Gaza - Ma'an - The death toll from Sunday's tunnel collapse in southern Gaza rose to seven on Tuesday morning when the charred corpse of another worker was pulled from the pit.

The latest victim was identified as Ayman Jamal Abu Samak, 32. Deported from the West Bank by Israel eight years earlier, he began working in the tunnels several months ago. Abu Samak lived alone in Deir Al-Balah because he was unmarried and his family lives in the West Bank.

Muawiyah Hassanein, the head of emergency and ambulance services at the Gaza Health Ministry, said Abu Samak's body was taken to Abu Yousef An-Najjar Hospital in Rafah. Crews are still searching for five others missing since the collapse, which was caused by a fire set off by leaking fuel.
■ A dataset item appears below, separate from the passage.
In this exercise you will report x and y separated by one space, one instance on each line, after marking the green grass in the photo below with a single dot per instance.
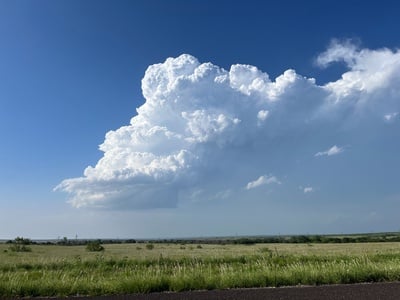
125 268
Two bodies were found in the rubble on Monday evening, identified by ambulance workers and fireman as Issa Muhammad Al-Qisy, 24, and Tamer Sayyid Saraj, 21. Earlier that morning medics found three bodies, identified as 20-year-old Yousif Mu’ammar, 23-year-old Tariq Qishta, and 36-year-old Muhammad Al-Maghari.

The first victim was identified several hours after the collapse as 33-year-old Sami Qishta.

All the victims were from Rafah, Hassanein said on Sunday. Two unnamed men who sustained moderate burns were hospitalized the same day, another medic said at the time.

The tunnel industry is notoriously dangerous, and dozens of workers are killed each year in workplace accidents. Above the regular collapse of the sandy tunnels, Israeli and Egyptian border police routinely bomb access points or flood the passages with water or fuel. More than 150 Palestinians have been killed in tunnel incidents since the siege on Gaza began in 2007.

Last Monday two young Gazans were killed and eight others injured when benzene, which was being smuggled through via long pipes, began to leak into the underground area. Four workers were injured when one of the tunnels collapsed two weeks earlier.

Israel and Egypt have maintained a near-total blockade of the Strip by land and sea since June 2007, and the quantities and types of goods allowed into Gaza are subject to tight restrictions. Exports are also prohibited, and Gaza's 1.5 million residents are banned from traveling.